What About Battered Men?

For thirty years now, researchers have known that wives kick, punch, stab, or shoot their husbands about as often as husbands kick, punch, stab, or shoot their wives. But federal law ignores the facts and instead uses the power of the purse to get states to impose Kafkaesque policies that punish victimized men and reward violent women.

Back in 1975, the First National Family Violence Survey turned up results that surprised even the sociologists conducting the survey. Wives attack husbands about as often as husbands attack wives. And wives attack first about as often as husbands attack first, which is strong evidence that women’s assaults on men can’t be explained away simply as self-defense. But battered women’s advocates were intent on portraying domestic violence as something only men do and only women suffer from. So they’d conveniently leave out the part about women’s assaults on men whenever they cited the study’s results.

Susan R. Paisner is a criminologist and longtime advocate for abused women and men. She recalls being stunned by the hostile attitudes toward male victims that she encountered at one of the nation’s first conferences on domestic violence. She navely thought that “we were all there to do good – for all who needed it.” Yet when she mentioned having read a brief newspaper article about male victims, many of the other women at the conference turned on her, saying, “This is OUR issue, OUR cause. If men are battered, then let other MEN do something for them.”

The Second National Family Violence Survey was conducted ten years after the first. Contrary to advocates’ claims of an epidemic of wife abuse, violence toward women had declined. But violence toward men by women had not changed since the first survey.

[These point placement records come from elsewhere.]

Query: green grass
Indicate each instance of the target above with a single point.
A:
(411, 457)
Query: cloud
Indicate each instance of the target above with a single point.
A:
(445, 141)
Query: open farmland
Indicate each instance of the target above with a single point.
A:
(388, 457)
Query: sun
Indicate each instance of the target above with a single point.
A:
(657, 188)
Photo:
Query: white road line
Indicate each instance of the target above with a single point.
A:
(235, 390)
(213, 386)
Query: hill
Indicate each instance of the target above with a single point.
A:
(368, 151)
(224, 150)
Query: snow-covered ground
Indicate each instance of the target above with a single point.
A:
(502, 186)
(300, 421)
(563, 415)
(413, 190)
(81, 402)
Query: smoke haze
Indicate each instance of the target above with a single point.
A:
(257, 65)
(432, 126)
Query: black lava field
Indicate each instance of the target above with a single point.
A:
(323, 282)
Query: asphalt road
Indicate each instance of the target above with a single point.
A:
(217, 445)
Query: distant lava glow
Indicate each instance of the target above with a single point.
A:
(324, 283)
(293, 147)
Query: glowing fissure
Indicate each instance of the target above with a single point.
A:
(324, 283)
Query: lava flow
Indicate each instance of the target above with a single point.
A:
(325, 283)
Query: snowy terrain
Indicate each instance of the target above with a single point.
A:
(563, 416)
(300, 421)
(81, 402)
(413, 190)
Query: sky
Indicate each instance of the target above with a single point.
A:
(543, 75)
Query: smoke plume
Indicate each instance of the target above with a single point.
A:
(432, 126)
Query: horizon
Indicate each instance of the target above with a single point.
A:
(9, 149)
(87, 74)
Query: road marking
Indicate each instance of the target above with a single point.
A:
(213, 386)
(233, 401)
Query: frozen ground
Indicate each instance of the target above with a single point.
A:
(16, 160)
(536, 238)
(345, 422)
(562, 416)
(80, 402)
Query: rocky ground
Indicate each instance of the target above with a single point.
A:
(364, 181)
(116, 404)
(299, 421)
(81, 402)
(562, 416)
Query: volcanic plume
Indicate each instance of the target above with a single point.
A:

When battered women’s advocates lobbied Congress, they quoted only the part of the results that suited their agenda. And so, in spite of longstanding knowledge among researchers about the existence of significant numbers of abusive women and victimized men, Congress enacted legislation in 1994 that addressed only part of the problem. Rather than passing an inclusive Family Violence Act, they enacted a Violence Against Women Act.

VAWA provided billions of dollars for organizations whose primary purpose is helping abused women, but nothing whatsoever for organizations to help abused men. The Violence Against Women Office, which administers VAWA, states that the law prohibits funding of programs that focus on male victims. At least one state agency that distributes VAWA funds explicitly lists “Programs that focus on children and/or men” under “Ineligible Activities” on their application form.

Even after receiving $5.1 billion under the past two VAWA bills, battered women’s advocates still argue that there’s too little money, and therefore the government should allocate no funding whatsoever for organizations whose primary purpose is to help the 835,000 men the U.S. Dept. of Justice estimates are assaulted by their partner annually. Yet somehow there’s enough money in the current $4.2 billion VAWA reauthorization bill to make special provisions for an estimated 32,600 Native Americans, but of course, only if those Native Americans are female. No males need apply. [32,600 was estimated by multiplying the population of Native Americans (2,173,834) by the percent of the female population raped or physically assaulted by a partner annually (1.5%).]

RADAR (Respecting Accuracy in Domestic Abuse Reporting) has reviewed the VAWA reauthorization bill and identified the numerous serious problems listed below. The bill:

  1. Misrepresents domestic violence as almost always man-on-woman violence.
  2. Violates men’s Fourteenth Amendment right to equal protection.
  3. Lacks safeguards against false allegations of domestic violence, thus encouraging the unscrupulous to use false allegations during divorce proceedings to separate children and fathers.
  4. Blurs the distinction between violent crime and a verbal argument.
  5. Allows restraining orders based on a woman’s word; no proof required.
  6. Encourages mandatory reporting, mandatory arrest, and “no-drop” prosecutions, policies which even the Feminist Majority Foundation says often end up harming families.
  7. Pre-empts state partner assault laws and the federal Victims of Crime Act. Spends $1 billion a year duplicating existing programs.
  8. Funds trainings that teach judges to violate the Constitution. In one such training, judges were instructed: “Your job is not to become concerned about all the constitutional rights of the man that you’re violating as you grant a restraining order. Thrown him out on the street, give him the clothes on his back and tell him, u2018See ya’ around.'”
  9. Funds treatment programs based on ideology, not science.
  10. Represents an overreaching of federal power.
  11. Corrupts family violence research. VAWA-funded researchers often seek to bias the outcome of their research by interviewing only women, slanting the wording of questions, asking only questions that will produce the desired answer, or by selectively reporting research findings.
  12. Funds educational programs that consistently depict men as perpetrators and women as victims of domestic violence.

VAWA should have treated all people equally when it was first enacted. Instead, VAWA tramples on persons’ basic human rights while ignoring what scientific researchers have known for three decades. Our elected officials have a responsibility to make sure VAWA helps all victims of domestic violence.